On March 9, 1954, journalist Edward R. Murrow took down Senator Joseph McCarthy.
Murrow, the country’s most highly revered journalist at the time, devoted an entire episode of See it Now to the troubling accusations of Senator Joseph McCarthy. The Senator from Wisconsin was obsessed with finding Communist ties among American leaders.
At the end of the show, Murrow turned to the camera, saying:
This is no time for men who oppose Senator McCarthy’s methods to keep silent, or for those who approve. We can deny our heritage and our history, but we cannot escape responsibility for the result. There is no way for a citizen of a republic to abdicate his responsibilities. As a nation we have come into our full inheritance at a tender age. We proclaim ourselves, as indeed we are, the defenders of freedom, wherever it continues to exist in the world, but we cannot defend freedom abroad by deserting it at home.

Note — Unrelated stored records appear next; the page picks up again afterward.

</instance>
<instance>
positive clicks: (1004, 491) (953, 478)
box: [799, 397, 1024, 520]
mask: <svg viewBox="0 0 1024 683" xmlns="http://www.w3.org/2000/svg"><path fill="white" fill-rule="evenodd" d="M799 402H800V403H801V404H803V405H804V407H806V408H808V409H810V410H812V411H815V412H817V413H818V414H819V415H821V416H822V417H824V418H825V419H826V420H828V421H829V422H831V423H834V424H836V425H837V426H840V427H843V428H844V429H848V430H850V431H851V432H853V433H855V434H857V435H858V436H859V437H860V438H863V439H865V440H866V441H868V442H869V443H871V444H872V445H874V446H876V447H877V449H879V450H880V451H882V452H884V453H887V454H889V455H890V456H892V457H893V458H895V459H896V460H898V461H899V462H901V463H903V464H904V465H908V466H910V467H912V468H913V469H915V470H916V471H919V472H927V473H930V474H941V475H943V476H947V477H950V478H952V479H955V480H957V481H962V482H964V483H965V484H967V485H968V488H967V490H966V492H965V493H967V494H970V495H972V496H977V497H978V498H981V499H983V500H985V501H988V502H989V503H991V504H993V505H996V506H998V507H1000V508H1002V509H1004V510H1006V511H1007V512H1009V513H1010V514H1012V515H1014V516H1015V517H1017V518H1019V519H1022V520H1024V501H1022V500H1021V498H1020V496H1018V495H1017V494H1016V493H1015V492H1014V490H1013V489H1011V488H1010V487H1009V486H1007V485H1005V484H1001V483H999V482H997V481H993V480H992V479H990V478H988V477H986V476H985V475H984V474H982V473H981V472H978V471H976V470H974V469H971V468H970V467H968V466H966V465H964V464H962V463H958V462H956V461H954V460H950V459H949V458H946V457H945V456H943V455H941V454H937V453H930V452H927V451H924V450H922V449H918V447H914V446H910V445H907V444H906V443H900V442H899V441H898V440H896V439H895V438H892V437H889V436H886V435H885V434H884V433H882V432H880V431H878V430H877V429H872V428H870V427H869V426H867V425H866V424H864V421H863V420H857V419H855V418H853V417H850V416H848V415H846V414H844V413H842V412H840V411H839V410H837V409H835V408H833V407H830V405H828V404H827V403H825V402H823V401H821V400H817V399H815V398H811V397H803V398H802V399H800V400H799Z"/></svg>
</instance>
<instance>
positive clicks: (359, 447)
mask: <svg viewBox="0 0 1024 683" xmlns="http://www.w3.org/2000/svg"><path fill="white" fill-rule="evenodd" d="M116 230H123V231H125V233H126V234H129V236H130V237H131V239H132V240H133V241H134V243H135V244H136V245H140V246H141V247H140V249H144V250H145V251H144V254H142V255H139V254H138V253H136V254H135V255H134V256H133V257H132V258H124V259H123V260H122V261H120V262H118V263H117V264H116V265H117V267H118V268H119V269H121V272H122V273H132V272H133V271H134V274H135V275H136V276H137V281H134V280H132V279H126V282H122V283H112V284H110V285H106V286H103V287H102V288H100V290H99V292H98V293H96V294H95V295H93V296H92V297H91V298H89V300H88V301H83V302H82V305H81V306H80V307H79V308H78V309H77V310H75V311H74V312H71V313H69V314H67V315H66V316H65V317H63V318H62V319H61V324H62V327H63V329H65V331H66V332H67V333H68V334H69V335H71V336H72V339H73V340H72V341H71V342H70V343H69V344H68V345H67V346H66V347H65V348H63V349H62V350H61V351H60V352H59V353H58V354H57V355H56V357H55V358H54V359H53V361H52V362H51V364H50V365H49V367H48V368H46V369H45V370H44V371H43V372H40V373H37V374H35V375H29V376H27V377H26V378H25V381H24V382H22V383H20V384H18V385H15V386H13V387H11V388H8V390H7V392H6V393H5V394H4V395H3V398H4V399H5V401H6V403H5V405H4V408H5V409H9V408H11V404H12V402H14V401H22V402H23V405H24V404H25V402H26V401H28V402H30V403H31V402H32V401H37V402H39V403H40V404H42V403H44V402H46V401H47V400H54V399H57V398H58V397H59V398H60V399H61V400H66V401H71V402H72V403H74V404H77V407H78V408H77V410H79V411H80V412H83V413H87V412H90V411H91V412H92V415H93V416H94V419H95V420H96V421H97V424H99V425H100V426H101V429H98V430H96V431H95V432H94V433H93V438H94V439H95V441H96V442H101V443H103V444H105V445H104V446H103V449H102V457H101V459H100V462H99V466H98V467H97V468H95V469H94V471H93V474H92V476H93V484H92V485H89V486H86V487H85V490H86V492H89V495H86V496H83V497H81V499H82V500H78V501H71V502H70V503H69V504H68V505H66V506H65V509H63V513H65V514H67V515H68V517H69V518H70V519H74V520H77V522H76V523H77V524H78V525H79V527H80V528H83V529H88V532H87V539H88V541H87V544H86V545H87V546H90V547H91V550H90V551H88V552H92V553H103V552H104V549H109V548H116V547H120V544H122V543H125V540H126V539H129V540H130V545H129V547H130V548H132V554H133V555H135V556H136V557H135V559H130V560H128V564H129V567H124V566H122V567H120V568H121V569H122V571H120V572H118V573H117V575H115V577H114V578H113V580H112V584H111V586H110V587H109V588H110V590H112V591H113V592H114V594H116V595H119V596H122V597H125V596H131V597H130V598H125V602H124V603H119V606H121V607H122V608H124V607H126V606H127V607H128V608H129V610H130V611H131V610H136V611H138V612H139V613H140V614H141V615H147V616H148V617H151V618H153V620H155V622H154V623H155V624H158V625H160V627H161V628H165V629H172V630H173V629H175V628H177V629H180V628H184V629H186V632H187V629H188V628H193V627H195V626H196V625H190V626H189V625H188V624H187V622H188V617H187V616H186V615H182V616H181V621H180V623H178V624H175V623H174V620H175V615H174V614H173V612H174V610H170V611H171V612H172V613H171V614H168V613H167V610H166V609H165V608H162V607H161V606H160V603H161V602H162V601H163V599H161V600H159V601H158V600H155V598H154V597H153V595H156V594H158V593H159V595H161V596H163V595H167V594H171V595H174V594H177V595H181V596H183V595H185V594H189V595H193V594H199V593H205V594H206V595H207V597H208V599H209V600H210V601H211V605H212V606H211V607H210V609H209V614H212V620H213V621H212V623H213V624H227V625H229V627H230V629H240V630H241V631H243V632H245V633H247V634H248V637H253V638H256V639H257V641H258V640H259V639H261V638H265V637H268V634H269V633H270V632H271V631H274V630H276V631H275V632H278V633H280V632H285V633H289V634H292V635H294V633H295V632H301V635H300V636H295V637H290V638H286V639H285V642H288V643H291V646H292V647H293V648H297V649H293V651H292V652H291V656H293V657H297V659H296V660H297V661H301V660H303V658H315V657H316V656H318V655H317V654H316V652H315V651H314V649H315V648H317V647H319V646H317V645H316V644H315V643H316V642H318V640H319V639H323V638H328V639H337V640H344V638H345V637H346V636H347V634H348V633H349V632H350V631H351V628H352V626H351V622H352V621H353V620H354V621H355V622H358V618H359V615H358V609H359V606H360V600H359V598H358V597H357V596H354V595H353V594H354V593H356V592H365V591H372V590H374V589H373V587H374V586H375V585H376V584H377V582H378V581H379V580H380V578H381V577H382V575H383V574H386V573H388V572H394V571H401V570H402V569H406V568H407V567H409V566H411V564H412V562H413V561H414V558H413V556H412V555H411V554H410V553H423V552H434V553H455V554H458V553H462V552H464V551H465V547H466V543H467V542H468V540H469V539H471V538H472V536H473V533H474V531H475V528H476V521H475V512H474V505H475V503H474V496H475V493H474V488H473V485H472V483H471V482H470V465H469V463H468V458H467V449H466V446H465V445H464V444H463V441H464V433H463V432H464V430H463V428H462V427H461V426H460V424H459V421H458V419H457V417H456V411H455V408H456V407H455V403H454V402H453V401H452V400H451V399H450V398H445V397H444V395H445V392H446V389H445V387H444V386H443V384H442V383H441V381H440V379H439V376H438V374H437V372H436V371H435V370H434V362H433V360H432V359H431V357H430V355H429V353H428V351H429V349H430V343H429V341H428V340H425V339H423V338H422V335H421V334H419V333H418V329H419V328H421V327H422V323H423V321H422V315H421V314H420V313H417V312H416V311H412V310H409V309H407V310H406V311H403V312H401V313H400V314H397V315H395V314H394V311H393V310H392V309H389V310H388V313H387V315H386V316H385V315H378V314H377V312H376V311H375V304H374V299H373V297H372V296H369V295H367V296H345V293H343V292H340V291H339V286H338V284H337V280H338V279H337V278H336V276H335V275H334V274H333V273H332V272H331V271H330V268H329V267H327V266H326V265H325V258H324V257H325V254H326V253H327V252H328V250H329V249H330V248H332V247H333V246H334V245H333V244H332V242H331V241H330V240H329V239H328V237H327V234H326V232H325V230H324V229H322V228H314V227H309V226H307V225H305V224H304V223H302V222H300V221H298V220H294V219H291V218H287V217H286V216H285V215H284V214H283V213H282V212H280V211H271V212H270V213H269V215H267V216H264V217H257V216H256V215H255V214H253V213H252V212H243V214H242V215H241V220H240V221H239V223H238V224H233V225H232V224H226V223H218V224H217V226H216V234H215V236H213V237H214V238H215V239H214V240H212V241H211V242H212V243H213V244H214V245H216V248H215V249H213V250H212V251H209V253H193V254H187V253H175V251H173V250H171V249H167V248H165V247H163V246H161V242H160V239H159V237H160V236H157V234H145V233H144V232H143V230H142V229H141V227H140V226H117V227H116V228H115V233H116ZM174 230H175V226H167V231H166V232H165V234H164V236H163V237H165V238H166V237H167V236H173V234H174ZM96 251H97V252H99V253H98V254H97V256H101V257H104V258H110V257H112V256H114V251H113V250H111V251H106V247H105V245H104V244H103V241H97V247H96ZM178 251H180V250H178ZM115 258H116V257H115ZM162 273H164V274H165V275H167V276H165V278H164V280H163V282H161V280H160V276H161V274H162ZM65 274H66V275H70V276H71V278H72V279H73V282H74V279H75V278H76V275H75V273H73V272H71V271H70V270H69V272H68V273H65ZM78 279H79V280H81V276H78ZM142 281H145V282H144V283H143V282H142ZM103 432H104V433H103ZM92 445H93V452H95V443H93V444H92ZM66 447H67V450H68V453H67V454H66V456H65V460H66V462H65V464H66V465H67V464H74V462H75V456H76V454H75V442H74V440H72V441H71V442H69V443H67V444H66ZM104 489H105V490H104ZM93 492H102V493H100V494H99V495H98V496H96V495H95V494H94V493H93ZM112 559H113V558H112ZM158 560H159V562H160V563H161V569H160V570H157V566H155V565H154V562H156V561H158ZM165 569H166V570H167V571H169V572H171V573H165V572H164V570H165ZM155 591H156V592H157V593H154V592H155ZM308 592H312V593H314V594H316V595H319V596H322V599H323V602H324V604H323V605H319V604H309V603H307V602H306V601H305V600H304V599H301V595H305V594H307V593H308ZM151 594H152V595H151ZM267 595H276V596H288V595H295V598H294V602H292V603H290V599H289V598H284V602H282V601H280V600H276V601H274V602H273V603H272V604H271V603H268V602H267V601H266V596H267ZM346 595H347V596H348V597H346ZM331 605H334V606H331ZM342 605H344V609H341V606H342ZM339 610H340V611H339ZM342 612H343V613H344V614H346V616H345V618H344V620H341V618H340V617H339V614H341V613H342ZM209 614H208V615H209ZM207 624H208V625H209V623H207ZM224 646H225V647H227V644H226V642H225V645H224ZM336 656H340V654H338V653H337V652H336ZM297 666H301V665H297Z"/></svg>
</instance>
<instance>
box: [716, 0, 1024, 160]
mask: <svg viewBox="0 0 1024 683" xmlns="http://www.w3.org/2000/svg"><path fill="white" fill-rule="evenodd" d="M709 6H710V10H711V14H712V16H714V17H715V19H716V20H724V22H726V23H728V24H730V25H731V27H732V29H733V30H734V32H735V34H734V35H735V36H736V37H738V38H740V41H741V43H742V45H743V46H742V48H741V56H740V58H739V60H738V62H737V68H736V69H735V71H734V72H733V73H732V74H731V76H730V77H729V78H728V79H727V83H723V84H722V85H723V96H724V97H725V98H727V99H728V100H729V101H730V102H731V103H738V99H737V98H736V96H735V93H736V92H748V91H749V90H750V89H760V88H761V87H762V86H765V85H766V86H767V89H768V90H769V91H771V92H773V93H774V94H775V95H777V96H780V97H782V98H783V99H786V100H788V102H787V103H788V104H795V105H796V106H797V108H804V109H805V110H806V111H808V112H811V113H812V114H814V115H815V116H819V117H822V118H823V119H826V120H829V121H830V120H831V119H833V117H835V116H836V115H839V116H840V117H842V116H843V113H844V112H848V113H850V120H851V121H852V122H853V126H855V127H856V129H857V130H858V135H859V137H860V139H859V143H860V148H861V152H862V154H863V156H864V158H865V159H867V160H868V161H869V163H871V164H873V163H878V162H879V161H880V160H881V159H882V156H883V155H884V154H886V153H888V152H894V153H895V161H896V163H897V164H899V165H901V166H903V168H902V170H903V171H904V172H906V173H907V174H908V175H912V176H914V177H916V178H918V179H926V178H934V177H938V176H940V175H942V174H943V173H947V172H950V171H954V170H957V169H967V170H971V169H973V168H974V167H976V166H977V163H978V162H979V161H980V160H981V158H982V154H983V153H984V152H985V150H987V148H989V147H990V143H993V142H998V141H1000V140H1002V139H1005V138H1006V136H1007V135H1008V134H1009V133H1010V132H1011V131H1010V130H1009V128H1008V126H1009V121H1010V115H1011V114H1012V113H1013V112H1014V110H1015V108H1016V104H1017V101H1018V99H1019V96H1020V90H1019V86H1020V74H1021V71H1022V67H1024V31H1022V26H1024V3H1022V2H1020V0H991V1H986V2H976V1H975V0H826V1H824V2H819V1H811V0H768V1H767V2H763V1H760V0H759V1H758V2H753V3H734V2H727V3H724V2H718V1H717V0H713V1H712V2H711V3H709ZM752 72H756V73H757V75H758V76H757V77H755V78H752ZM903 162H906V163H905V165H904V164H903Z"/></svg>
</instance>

McCarthy replied to Murrow on on the same three weeks later, but his response was widely panned.
How much did Murrow ultimately contribute to McCarthy’s downfall? Some say the Senator’s popularity was already declining. And lawyer Joseph Welch had already famously asked McCarthy if he had “no sense of decency.”
But in our historical memory, it was a brave journalist who performed what we would today call a “takedown” of the Senator.
One thing is for sure: It could never happen today. Journalists in 2017 are seen as partisan, and any effort by a journalist to intervene on behalf of the public to stop a dangerous politician would be seen as “brave” only by those who already disagree with the politician.